Mani,  artmış  enerji, yaratıcılık ve sosyal rahatlık, cesaret, buna bağlı olarak riskli davranışlarda bulunma, uyku ihtiyacında azalma, abartılmış özgüven duygusu ile kendisini gösterebilen dönemdir. Mani döneminde kişi daha konuşkan, girişkendir. Temeli ya da kaynağı olmayan işlere girişebilirler. Bunun sebepleri hissedilen fazla enerji ve cesaret ile birlikte azalmış muhakeme yeteneği ve dikkat dağınıklığıdır. Kişiler bu dönemde hissedilen yaratıcılık, enerji ile üreticiliklerinin arttığını düşünerek tedaviyi reddedebilirler. Ancak süreç ilerledikçe, hastalığın da ilerlemesi ile günlerce süren uykusuzluk ve sürekli uyarılmışlık hali ile kişide agresif, sinirli, öfkeli hal, zarar verme davranışları, mutsuzluk, huzursuzluk yaşanır. Kişi riskli, umursamaz, kendi kişiliğinden farklı davranışlarda bulunabilir; aşırı para harcama, yeni iş ortaklıkları, alkol ve madde kullanımı vb.

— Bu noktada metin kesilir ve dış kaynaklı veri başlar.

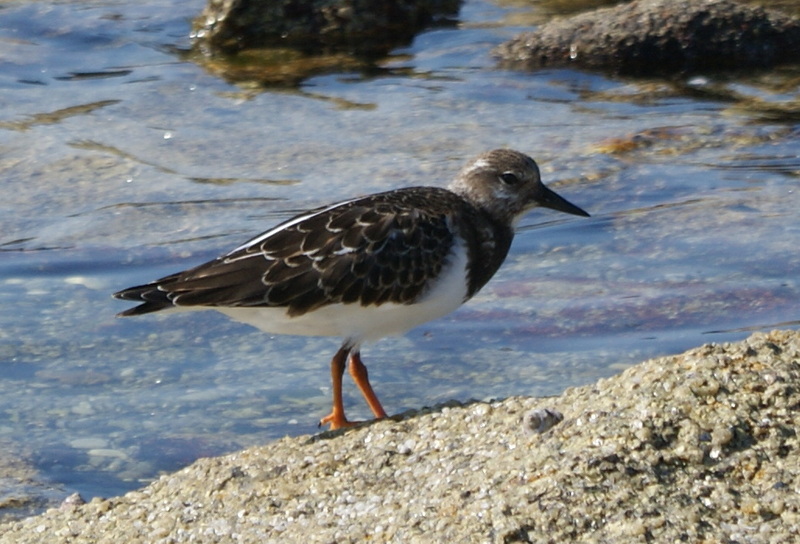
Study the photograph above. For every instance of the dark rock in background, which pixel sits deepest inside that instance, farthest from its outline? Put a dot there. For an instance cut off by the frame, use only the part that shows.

Hipomani, maniye benzer, ancak semptomların daha hafif görüldüğü, tam olarak maniye ulaşılmayan dönemdir. Ancak çoğunlukla sabit kalmaz, mani ya da depresyona çevirebilir.

Depresyon, gün içinde hissettiğimiz üzüntüden farklı olarak, uzun süreli huzursuzluk, üzüntü, umutsuzluk, mutsuzluk, öfke ve sinir hali, isteksizlik, çaresizlik, intihar düşüncelerinin görülebildiği çökkün ruh hali içinde olunan dönemdir.

Hızlı döngülü bipolar bozukluğun en büyük risk unsuru intihardır.

Tedavide yalnızca ilaç kullanılmamakta, psikoterapiler büyük öneme sahiptirler. Kişi bipolar bozukluk ile nasıl başa çıkacağını, dönemleri fark edebilmeyi, dönemleri tetikleyen stres faktörlerini fark ederek bunlarla başa çıkabilmeyi öğrenirler.